GDP (PPP Value): 303 Billion Kuwait Dinar
Capital: Kuwait City
Currency: Dinar (KWD)
Middle East, Situated in the Arabian Peninsula
Area: 17,818 km2
Population: 4.622 million (2018 estimate)
Arabic is the official language. English is widely spoken.
Islam is the official religion. Other religions are respected.
Kuwait has a petroleum-based economy; petroleum is the main export product. The Kuwaiti dinar is the highest-valued unit of currency in the world. According to the World Bank, Kuwait is the seventh richest country in the world per capita. Kuwait is the second richest GCC country per capita (after Qatar). Petroleum accounts for half of GDP and 90% of government income. Non-petroleum industries include financial services. In the past five years, there has been a significant rise in entrepreneurship and small business start-ups in Kuwait.
The informal sector is also on the rise, mainly due to the popularity of Instagram businesses. Kuwait is a major source of foreign economic assistance to other states through the Kuwait Fund for Arab Economic Development, an autonomous state institution created in 1961 on the pattern of international development agencies.

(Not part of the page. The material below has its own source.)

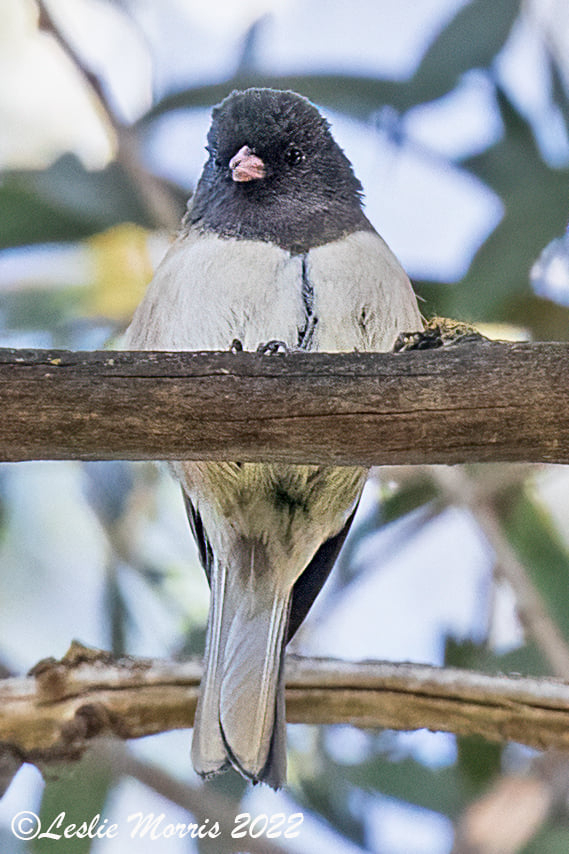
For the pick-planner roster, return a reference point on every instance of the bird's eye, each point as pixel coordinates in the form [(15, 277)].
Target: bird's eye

In 1974, the fund's lending mandate was expanded to include all developing countries in the world.
In 2018 Kuwait enacted certain measures to regulate foreign labor. Citing security concerns, workers from Georgia will be subject to heightened scrutiny when applying for entry visas and an outright ban was being imposed on the entry of domestic workers from Guinea-Bissau and Vietnam. Workers from Bangladesh are also banned.
Despite its relatively small territory, Kuwait has proven crude oil reserves of 104 billion barrels, estimated to be 10% of the world's reserves. According to the constitution, all natural resources in the country are state property. Kuwait currently pumps 2.9 million bpd and its full production capacity is a little over 3 million bpd.
The Kuwait Investment Authority (KIA) is Kuwait's sovereign wealth fund specializing in foreign investment. The KIA is the world's oldest sovereign wealth fund. Since 1953, the Kuwaiti government has directed investments into Europe, United States and Asia Pacific. As of 2015, the holdings were valued at $592 billion in assets. It is the 5th largest sovereign wealth fund in the world.
Kuwait has a leading position in the financial industry in the GCC; the abyss that separates Kuwait from its Persian Gulf neighbors in terms of tourism, transport, and other measures of diversification is absent in the financial sector. The Emir has promoted the idea that Kuwait should focus its energies, in terms of economic development, on the financial industry. The historical preeminence of Kuwait (among the Persian Gulf monarchies) in finance dates back to the founding of the National Bank of Kuwait in 1952. The bank was the first local publicly traded corporation in the Persian Gulf region. In the late 1970s and early 1980s, an alternative stock market, trading in shares of Persian Gulf companies, emerged in Kuwait, the Souk Al-Manakh. At its peak, its market capitalization was the third highest in the world, behind only the US and Japan, and ahead of the UK and France.
Kuwait has a large wealth-management industry that stands out in the region. Kuwaiti investment companies administer more assets than those of any other GCC country, save the much larger Saudi Arabia. The Kuwait Financial Centre, in a rough calculation, estimated that Kuwaiti firms accounted for over one-third of the total assets under management in the GCC. The relative strength of Kuwait in the financial industry extends to its stock market. For many years, the total valuation of all companies listed on the Kuwait Stock Exchange far exceeded the value of those on any other GCC bourse, except Saudi Arabia. In 2011, financial and banking companies made up more than half of the market capitalization of the Kuwaiti bourse; among all the Persian Gulf states, the market capitalization of Kuwaiti financial-sector firms was, in total, behind only that of Saudi Arabia. In recent years, Kuwaiti investment companies have invested large percentages of their assets abroad, and their foreign assets have become substantially larger than their domestic assets.
Kuwait is where the traditional co-exists with the modern in harmony. The welcoming people, aromatic food, history, shopping and local treasures make Kuwait a wonderful destination. Traditional architecture sits beside stunning beaches and bustling charming souqs. It is a warm and peaceful culture that consistently ranks Kuwait highly on the annual Global Peace Index and as one of the safest tourism destinations.